Übrig blieben ein glücklicher VfB-Trainer Markus Mattes, der nach seinem „Jubiläumsspiel“ vom Verlauf her von „drei glücklichen Punkten“ sprach und enttäuschte Memminger, die sich einmal mehr für großen Aufwand nicht belohnen konnten. Viel Zeit zum Hadern bleibt nicht, denn schon am Freitag (19.30 Uhr) kommt der FV Illertissen in die Arena an der Bodenseestraße und nächsten Dienstagder FC Bayern München II. Nach wie vor sind für die FCM-Heimspiele keine Zuschauerlockerungen in Sicht. Eine begrenzte Anzahl an Stehplatz-Tickets gibt es im Vorverkauf unter anderem online über Allgäu-Ticket.

 

VfB Eichstätt: Junghan – Akmestanli, Graßl, Lamprecht, Waffler – Federl, Halbmeyer (87. Fiedler), Heinloth (71. Stoßberger), N’gatie (90. + 3 Jasmann), Pirner – Kügel (90.) Neumayer. – Trainer: Mattes.

FC Memmingen: Özhitay – Scholz, Gräser (51. Baysal), Brugger (46. Maier), Remiger – Kilic, Galinec (80. Wohnlich), Picknik – Dausch (61. Wilke), Gebhart, Leyla (80. Maxhuni). – Trainer: Kahric.

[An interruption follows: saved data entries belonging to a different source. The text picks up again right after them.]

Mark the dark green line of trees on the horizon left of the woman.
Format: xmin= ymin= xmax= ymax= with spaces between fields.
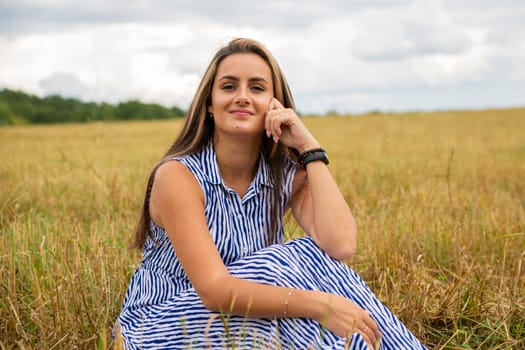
xmin=0 ymin=89 xmax=185 ymax=126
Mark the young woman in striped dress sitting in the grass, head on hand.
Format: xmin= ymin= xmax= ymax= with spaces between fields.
xmin=118 ymin=39 xmax=424 ymax=349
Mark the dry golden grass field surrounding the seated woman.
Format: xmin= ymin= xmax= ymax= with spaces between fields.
xmin=0 ymin=109 xmax=525 ymax=349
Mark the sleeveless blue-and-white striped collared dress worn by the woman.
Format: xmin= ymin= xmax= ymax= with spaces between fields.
xmin=115 ymin=142 xmax=425 ymax=349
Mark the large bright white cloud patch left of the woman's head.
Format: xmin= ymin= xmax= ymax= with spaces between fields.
xmin=0 ymin=22 xmax=278 ymax=106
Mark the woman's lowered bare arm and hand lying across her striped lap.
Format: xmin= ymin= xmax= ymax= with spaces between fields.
xmin=150 ymin=161 xmax=379 ymax=344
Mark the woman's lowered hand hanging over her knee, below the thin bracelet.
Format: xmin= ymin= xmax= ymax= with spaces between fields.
xmin=316 ymin=293 xmax=381 ymax=349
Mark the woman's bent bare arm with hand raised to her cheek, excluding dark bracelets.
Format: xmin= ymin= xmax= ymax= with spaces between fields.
xmin=266 ymin=100 xmax=357 ymax=260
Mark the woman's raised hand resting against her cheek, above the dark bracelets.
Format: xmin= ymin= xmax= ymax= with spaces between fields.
xmin=264 ymin=98 xmax=319 ymax=152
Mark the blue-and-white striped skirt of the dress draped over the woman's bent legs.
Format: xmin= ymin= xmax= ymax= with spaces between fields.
xmin=118 ymin=237 xmax=425 ymax=349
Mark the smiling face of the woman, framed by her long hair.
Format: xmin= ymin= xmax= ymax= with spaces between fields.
xmin=208 ymin=53 xmax=273 ymax=136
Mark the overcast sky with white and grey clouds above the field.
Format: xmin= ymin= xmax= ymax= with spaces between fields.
xmin=0 ymin=0 xmax=525 ymax=113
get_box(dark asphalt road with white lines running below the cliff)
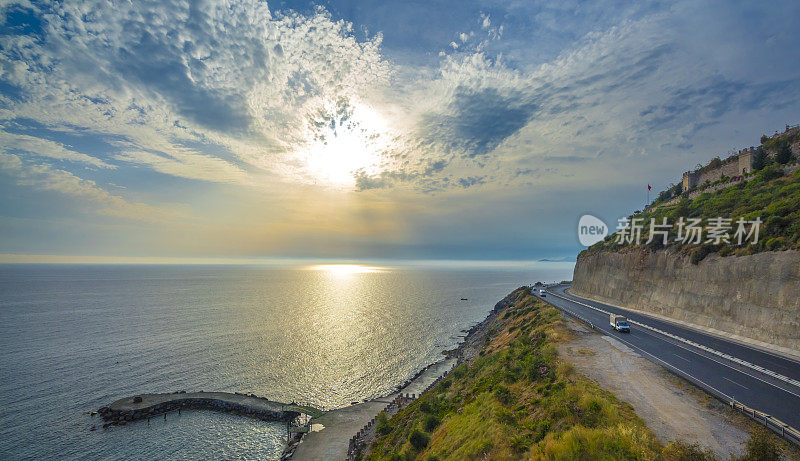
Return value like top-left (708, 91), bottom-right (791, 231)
top-left (537, 286), bottom-right (800, 429)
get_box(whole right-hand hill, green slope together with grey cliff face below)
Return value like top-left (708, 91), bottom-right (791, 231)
top-left (571, 127), bottom-right (800, 355)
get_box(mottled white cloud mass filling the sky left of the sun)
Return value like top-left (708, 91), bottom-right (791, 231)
top-left (0, 0), bottom-right (391, 184)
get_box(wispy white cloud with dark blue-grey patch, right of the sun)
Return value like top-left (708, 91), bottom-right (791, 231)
top-left (360, 3), bottom-right (800, 190)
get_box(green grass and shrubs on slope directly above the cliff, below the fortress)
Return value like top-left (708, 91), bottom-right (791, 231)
top-left (578, 165), bottom-right (800, 264)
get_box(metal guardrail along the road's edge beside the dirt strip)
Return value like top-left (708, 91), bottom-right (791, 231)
top-left (548, 292), bottom-right (800, 445)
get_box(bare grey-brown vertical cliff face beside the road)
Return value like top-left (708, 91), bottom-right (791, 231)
top-left (571, 250), bottom-right (800, 351)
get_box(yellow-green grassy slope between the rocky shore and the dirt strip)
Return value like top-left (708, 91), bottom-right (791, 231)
top-left (362, 288), bottom-right (780, 460)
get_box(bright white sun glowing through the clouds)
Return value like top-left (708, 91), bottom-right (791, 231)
top-left (304, 104), bottom-right (387, 186)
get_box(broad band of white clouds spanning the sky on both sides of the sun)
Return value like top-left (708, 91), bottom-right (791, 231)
top-left (0, 0), bottom-right (797, 198)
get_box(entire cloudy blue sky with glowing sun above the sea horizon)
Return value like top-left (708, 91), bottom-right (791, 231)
top-left (0, 0), bottom-right (800, 261)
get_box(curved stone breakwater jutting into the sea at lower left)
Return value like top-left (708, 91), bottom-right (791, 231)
top-left (97, 392), bottom-right (300, 428)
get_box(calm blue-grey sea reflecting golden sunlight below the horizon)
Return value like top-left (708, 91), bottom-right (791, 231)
top-left (0, 263), bottom-right (572, 459)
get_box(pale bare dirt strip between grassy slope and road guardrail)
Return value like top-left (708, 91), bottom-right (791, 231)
top-left (559, 320), bottom-right (749, 459)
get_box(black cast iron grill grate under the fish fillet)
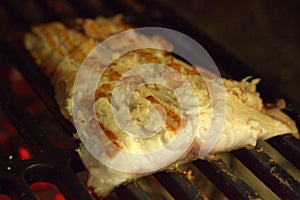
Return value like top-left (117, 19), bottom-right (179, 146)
top-left (0, 0), bottom-right (300, 199)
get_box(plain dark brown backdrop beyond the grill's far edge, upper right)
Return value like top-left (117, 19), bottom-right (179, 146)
top-left (160, 0), bottom-right (300, 105)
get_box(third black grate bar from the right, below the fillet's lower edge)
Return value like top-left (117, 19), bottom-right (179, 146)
top-left (193, 156), bottom-right (262, 199)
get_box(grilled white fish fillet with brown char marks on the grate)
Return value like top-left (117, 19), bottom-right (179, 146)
top-left (24, 15), bottom-right (299, 197)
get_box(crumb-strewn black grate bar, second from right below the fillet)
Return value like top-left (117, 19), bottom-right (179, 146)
top-left (233, 147), bottom-right (300, 199)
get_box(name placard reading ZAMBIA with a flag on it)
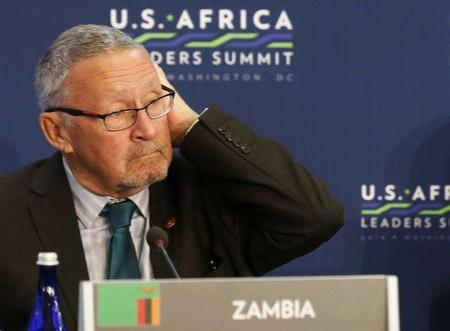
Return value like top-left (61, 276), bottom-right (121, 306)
top-left (79, 276), bottom-right (400, 331)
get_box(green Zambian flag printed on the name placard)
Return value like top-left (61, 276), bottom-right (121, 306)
top-left (96, 283), bottom-right (161, 327)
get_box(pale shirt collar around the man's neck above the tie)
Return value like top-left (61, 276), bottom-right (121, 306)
top-left (63, 156), bottom-right (150, 228)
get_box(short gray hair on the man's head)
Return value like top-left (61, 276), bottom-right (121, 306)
top-left (35, 24), bottom-right (145, 110)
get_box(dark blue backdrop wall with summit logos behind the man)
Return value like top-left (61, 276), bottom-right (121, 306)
top-left (0, 0), bottom-right (450, 331)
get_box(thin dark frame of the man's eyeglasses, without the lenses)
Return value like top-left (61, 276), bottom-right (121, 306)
top-left (44, 84), bottom-right (175, 132)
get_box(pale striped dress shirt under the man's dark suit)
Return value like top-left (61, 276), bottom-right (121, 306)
top-left (63, 157), bottom-right (152, 280)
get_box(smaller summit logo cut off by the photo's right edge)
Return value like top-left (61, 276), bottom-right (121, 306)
top-left (360, 184), bottom-right (450, 240)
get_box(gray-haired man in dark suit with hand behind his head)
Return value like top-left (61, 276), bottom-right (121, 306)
top-left (0, 25), bottom-right (342, 330)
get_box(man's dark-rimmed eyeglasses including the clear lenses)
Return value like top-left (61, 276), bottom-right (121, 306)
top-left (44, 85), bottom-right (175, 131)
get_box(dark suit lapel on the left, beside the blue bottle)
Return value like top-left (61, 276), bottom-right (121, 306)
top-left (28, 153), bottom-right (89, 321)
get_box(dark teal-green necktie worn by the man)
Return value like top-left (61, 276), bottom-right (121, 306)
top-left (101, 199), bottom-right (141, 279)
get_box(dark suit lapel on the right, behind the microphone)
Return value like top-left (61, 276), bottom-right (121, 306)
top-left (150, 175), bottom-right (178, 278)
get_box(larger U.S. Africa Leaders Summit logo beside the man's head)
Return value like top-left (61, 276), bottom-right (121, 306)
top-left (109, 8), bottom-right (295, 83)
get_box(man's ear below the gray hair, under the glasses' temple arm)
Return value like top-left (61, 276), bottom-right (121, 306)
top-left (39, 113), bottom-right (73, 154)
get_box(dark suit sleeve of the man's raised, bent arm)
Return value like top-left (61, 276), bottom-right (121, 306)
top-left (181, 106), bottom-right (343, 274)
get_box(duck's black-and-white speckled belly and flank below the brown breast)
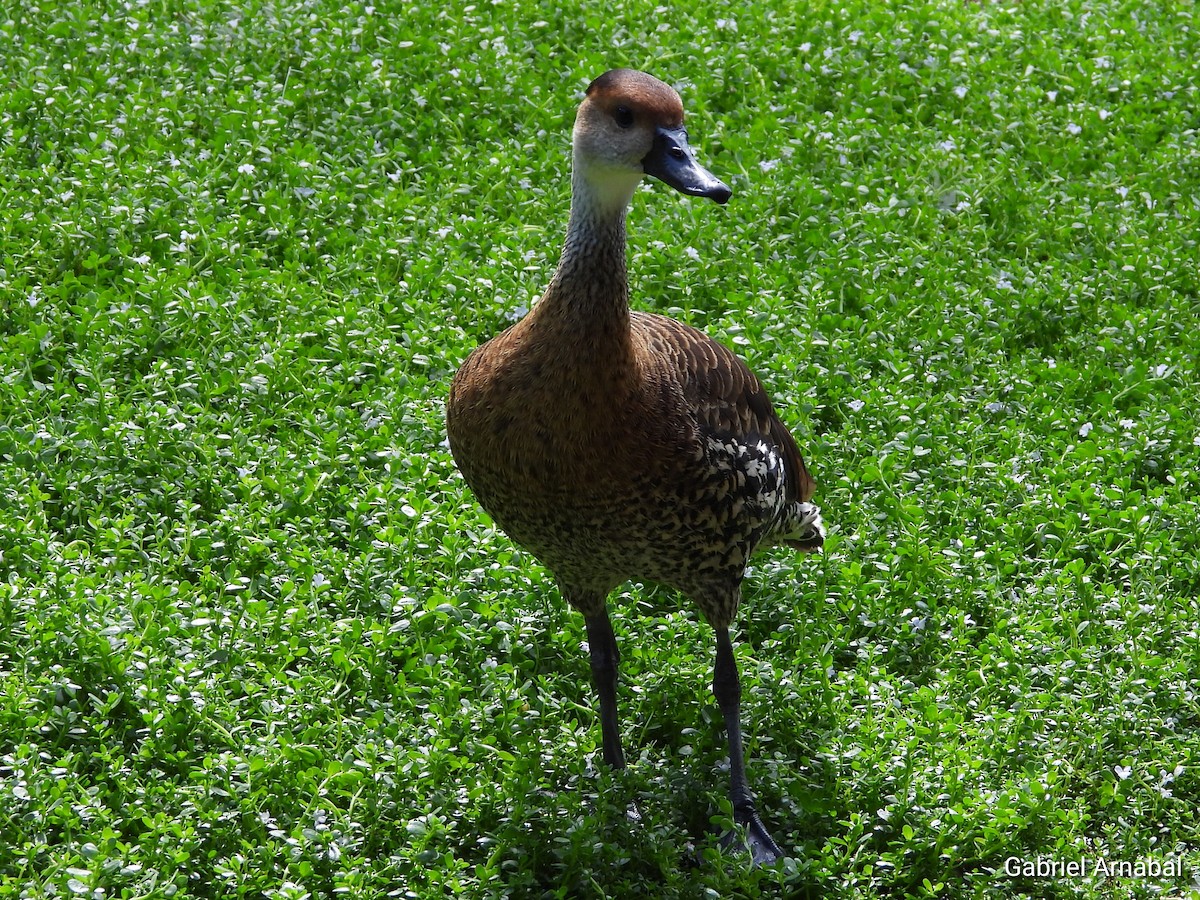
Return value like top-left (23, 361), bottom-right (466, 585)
top-left (468, 433), bottom-right (787, 607)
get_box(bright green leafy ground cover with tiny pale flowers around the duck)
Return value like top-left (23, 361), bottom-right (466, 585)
top-left (0, 0), bottom-right (1200, 900)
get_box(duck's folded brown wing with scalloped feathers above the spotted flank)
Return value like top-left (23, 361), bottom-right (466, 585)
top-left (630, 312), bottom-right (815, 502)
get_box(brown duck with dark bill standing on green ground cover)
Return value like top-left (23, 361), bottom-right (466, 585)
top-left (446, 68), bottom-right (824, 864)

Tore: 1:0 (29.) Heinloth, 2:0 (41.) N’gatie, 2:1 (49.) Dausch, 3:1 (58.) Kügel, 3:2 (66.) Baysal. Schiedsrichter: Badstübner (Windsbach). – Gelbe Karten: Heinloth / Gräser, Wilke, Gebhart. – Rote Karte: Pirner (77./grobes Foulspiel). – Besonderes Vorkommnis: Özhitay pariert Strafstoß gegen Federl (53.). – Zuschauer: 420.